Sector picks: Pharma, IT, and platform stocks
Beyond banking, Rudramurthy is bullish on pharma as a sector and sees IT staging a comeback, though he cautions that stock selection within IT needs to be selective rather than broad-based. His strongest conviction, however, lies in platform-based businesses, which he calls his top theme right now.
He named two specific platform stocks he's watching: Eternal, which he says has broken out clearly above the 265 level following a period of consolidation between 240 and 260. He suggested buying at current levels or on dips toward 270, with initial upside targets of 310 and 350-360, while flagging 275 as a stop-loss level for traders using futures.
His second pick, Delhivery, has broken out above the 500 level, which he described as offering a favorable risk-reward setup at current prices. He suggested buying at current levels or on dips to 500, targeting 550 and eventually 580-600, with a stop-loss around 490.

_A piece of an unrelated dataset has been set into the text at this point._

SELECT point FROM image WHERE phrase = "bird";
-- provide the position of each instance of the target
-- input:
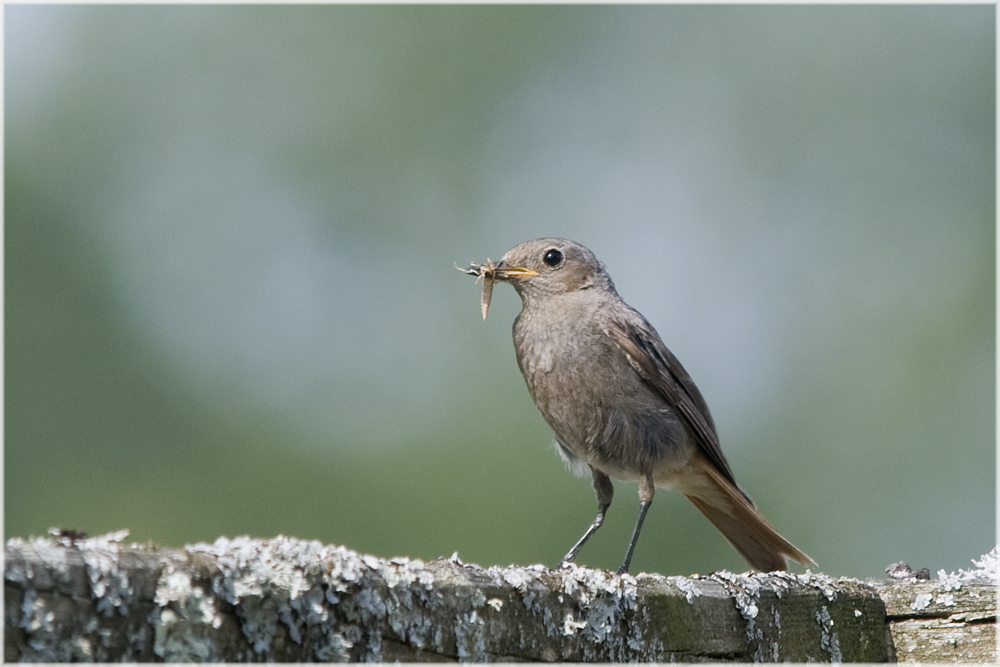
(620, 403)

Taken together, Rudramurthy's outlook reflects a broadly risk-on stance: buy dips in the index, favor private financials and NBFCs over PSU banks, and lean into platform stocks and pharma for stock-specific opportunities. Whether the rally extends as smoothly as he expects will likely hinge on the same factors he cites as tailwinds, continued stability in crude prices, the rupee, and a genuine turn in FII flows from selling to buying.